Bütün bunların FETÖ taktiği olduğunu söyleyen Erdoğan, konuşmasını şöyle sürdürdü: "Gerçi söylediği her şeyi inkar etme, yaptığı her işten çark etme konusunda bu şahsın eline su dökecek kimse zor bulunur. Bunda yalan gani. Kendisi genel başkanlık koltuğuna da FETÖ kumpası olduğunu herkesin bildiği bir kaset operasyonuyla oturtulmamış mıydı? O gün Baykal'ı ziyaretten çıkarken, gazeteciler sordu. 'Aday olacak mısınız', dedi. 'Hayır, böyle bir düşüncem yok' dedi. Ertesi gün baktık ki adaylığını açıkladı. Niye? Yalan; ama unutmayın yalancının mumu... O kadar çok yalan söyledi, söylediği o kadar çok sözü yuttu, o kadar çok hezimete uğradı ki biz kendisini takip edemez hale geldik. Mümkün değil? Ne derseniz deyin, 'yağmur yağıyor' havasında kendisine dikte edilenleri yapmaya devam ediyor. Bu zatın kendisinin ve partisinin ne yaptığı bizi ilgilendirmez; ama mesele, ülke ve millet meselesi olduğunda hiç kusura bakmasın. Sessiz kalmayız, kimsenin gözünün yaşına bakmayız. Türkiye'yi kuşatma, Türkiye'yi işgal operasyonlarına nefer yazılan herkes, bu ülkenin de bu milletin de defterinden silinir. Hiçbir siyasi veya bireysel çıkar, böyle bir ihaneti mazur gösteremez."

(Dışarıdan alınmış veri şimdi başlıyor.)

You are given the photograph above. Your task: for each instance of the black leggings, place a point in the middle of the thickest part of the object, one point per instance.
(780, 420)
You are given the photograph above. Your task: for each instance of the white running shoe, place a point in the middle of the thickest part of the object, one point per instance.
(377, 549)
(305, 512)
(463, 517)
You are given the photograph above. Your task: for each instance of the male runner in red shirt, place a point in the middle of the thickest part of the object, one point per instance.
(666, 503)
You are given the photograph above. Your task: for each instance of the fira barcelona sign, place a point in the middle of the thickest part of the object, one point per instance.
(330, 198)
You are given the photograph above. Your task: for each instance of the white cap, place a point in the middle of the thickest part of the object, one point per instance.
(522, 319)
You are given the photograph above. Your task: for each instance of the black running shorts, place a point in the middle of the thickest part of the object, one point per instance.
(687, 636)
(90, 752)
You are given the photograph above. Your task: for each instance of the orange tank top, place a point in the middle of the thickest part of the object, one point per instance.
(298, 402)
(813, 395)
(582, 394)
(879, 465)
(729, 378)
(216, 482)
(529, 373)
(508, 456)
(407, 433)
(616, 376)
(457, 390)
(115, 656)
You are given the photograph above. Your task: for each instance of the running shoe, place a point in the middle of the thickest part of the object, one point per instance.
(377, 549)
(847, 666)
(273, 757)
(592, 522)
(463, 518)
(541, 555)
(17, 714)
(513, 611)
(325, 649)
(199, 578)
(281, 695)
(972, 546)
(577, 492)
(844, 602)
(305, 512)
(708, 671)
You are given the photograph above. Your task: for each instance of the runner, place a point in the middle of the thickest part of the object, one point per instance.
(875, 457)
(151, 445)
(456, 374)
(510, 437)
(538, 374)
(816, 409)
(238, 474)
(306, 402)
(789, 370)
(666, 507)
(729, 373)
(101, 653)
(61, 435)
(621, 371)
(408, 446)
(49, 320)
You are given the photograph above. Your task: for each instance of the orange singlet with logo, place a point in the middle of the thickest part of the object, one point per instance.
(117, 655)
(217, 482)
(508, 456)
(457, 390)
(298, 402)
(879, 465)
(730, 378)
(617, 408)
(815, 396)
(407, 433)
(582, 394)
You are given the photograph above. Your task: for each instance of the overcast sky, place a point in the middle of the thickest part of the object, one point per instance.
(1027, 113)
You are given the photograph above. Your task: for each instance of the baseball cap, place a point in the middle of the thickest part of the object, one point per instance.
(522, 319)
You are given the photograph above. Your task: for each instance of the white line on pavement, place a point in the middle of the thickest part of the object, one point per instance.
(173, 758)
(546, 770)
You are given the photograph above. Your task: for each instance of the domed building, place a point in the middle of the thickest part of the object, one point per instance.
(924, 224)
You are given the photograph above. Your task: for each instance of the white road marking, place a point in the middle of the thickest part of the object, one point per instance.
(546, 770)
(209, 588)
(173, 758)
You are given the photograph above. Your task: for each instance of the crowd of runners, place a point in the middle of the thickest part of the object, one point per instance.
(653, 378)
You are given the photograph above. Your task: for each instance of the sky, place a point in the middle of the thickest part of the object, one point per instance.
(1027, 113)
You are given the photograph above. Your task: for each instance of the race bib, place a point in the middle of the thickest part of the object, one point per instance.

'FETÖ'CÜLER BİLE BU KADARINA CESARET EDEMİYOR'

CHP Antalya Milletvekili Mustafa Akaydın'ın 15 Temmuz'la ilgili söylemlerine de değinen Erdoğan, "Genel Başkanı böyle yapınca milletvekili durur mu? Ana muhalefetin Antalya milletvekili, aynı zamanda geçen dönem şehrin üzerine bir kabus gibi çöken eski belediye başkanı olan kişi, 15 Temmuz'la ilgili öyle laflar söylüyor ki FETÖ'cülerin kendileri bile bu kadarına cesaret edemiyor. Peki, ana muhalefetin başındaki zatın ve onu takip eden Antalya milletvekilinin ülkelerine attıkları iftiraların zararını en çok kim görüyor? Tabii ki Antalya görüyor. Önümüzdeki seçimde bunları silip, atmaya hazır mıyız? Burası, ülkemizde turizmin lokomotifi olan bir şehir. Kendi ülkesini karalayan, yatırımcılara ve turistlere adeta 'Ne olur, Türkiye'ye gelmeyin. Antalya'ya gelmeyin' diye yalvaran bu zihniyete hak ettiği cevabı da inşallah Antalya'nın vermesi gerekiyor. Antalya'daki esnaf kardeşimin, turizmci kardeşimin, çiftçi kardeşimin ekmeğine kan doğramaya kimsenin hakkı yoktur. Ana muhalefetin başındaki zata ve onun izinden giden milletvekiline buraya oy için geldiklerinde Antalyalılar'ın, ülkelerine attıkları iftiraların, kendilerine verdikleri zararın hesabını soracaklarına inanıyorum" diye konuştu.

KUZEY KORE KRİZİ

Kuzey Kore'nin merkezinde bulunduğu krizle ilgili endişeleri ifade ettiklerini, nükleer bir savaşın taraflarla birlikte tüm dünya için telafisi mümkün olmayan bir felaket olacağını belirten Erdoğan, "Japonya ve Güney Kore gibi yakın dostlarımızı tedirgin eden bu gerilimin silahlar ve füzeler ateşlenmeden sona erdirilmesini diliyoruz. Gerek ülkemizin içinden geçtiği süreç gerek dünyada yaşanan gelişmeler, Türkiye'nin mutlaka güçlü olması gerektiğini gösteriyor. Güçlü olmanın yolu da imkanlarımızı ve potansiyelimizi en doğru şekilde kullanmaktan geçiyor. 2019 seçimleri, bu bakımdan ülkemizin geleceğinde belirleyici bir dönüm noktası olacaktır" dedi.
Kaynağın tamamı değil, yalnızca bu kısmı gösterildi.